Worried? About what? That I would drive my car into a cinderblock wall over sexual frustration? That I would empty a fifth of Jack D
aniels down my gullet because I didn’t get to have an orgasm? Nope. Ben and Jerry’s for me. Equally dangerous, but far less permanent.
“I’m a big girl, Ben,” I say. Bigger now that the pint is gone. All four million calories have settled on my thighs, hips, and abdomen.
“I know you are.” He is quiet for a moment and I have a strong sense that he is about to invite me to meet him, right now. And if he does, I suspect that I will say yes, although if I do anything even remotely strenuous in the near future, I will almost certainly puke Ben and Jerry’s all over anything and everything within close proximity to my person.
But he doesn’t ask. Instead, he says, “Look. I have that surveillance thing tomorrow. And it’s going to be a long day. But maybe we could meet on Thursday. At the, uh, PD’s apartment.…”
I am nodding to my empty bedroom. Thursday. Good. I can work off the ice cream between now and then.
“If everything goes well tomorrow, I’ll be off. Linda’s working from home, uh, so she’ll be with the boys. We’d have all day.…”
I don’t say anything because I am busy rooting through the nightstand drawer for something to write with. Ben mistakes my silence for hesitation.
“Maybe it’s a bad idea,” I hear him say as my hand closes around a pen.

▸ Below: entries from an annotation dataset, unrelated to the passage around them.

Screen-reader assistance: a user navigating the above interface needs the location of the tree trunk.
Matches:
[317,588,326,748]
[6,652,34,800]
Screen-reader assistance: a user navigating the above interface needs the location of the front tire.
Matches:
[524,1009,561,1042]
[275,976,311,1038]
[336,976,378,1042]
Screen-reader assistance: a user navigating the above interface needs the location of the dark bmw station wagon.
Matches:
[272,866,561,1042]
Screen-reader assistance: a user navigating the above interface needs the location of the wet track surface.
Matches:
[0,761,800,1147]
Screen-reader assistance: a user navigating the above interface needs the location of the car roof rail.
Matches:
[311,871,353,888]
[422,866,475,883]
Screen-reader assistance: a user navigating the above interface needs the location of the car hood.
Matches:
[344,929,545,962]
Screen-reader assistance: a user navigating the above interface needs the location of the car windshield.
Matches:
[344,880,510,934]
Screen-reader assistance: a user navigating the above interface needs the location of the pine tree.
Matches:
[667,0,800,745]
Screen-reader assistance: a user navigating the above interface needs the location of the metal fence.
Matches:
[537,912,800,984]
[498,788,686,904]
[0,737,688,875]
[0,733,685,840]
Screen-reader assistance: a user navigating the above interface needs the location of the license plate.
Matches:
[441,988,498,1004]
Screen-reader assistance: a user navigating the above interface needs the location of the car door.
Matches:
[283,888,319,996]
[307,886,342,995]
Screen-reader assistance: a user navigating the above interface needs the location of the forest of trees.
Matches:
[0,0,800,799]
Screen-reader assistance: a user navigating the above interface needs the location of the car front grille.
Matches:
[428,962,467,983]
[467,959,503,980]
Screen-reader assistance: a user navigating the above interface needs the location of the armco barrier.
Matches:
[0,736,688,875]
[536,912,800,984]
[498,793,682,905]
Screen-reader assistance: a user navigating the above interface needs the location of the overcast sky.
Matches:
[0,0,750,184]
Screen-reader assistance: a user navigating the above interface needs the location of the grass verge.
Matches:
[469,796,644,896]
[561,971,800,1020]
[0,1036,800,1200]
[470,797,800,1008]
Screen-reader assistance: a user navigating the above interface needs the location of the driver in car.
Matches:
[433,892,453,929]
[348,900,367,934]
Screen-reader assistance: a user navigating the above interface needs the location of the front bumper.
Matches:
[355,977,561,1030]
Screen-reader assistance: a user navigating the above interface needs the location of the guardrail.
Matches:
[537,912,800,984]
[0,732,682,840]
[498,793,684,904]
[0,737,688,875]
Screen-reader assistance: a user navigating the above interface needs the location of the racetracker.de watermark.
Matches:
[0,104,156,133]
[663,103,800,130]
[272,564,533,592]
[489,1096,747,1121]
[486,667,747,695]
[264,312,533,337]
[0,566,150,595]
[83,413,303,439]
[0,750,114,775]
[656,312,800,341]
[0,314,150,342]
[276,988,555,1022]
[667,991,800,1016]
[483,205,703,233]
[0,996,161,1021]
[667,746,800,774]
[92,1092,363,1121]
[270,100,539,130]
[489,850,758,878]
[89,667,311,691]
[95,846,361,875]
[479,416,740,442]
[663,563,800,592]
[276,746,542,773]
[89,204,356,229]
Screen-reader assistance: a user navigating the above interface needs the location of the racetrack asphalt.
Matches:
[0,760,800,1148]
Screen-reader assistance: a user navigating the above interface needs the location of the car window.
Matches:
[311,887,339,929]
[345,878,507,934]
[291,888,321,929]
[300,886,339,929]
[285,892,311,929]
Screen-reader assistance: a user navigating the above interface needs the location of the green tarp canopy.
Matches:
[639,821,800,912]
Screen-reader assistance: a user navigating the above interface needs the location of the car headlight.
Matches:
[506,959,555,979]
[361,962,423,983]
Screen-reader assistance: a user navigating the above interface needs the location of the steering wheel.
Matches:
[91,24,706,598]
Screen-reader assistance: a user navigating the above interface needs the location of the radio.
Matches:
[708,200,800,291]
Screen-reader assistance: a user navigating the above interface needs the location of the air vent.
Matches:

“Give me the address,” I say.
Thirteenth Post: March 28, 2012
SomethingNewAt42
CHOCOLATE DOESN’T WORK
Take it from me.
Let’s say, for example, and by this, my nameless relative, I mean hypothetically, that you find yourself in the grips of a passionate encounter in a place you consider unsuitable for such debauchery, for instance in the bathroom of a bar. Unless you want to be sexually frustrated for days afterward, you had better relax your standards and just get it on amid the cracked toilet and empty paper towel dispenser. If you don’t, if you demand to be ravished in more appropriate surroundings, and then something occurs that forces you to abandon your anticipation of multiple orgasms, and you end up downing a carton of chocolate chunk ice cream in the hopes of quelling your need for climax, you will be, as the expression goes, shit out of luck.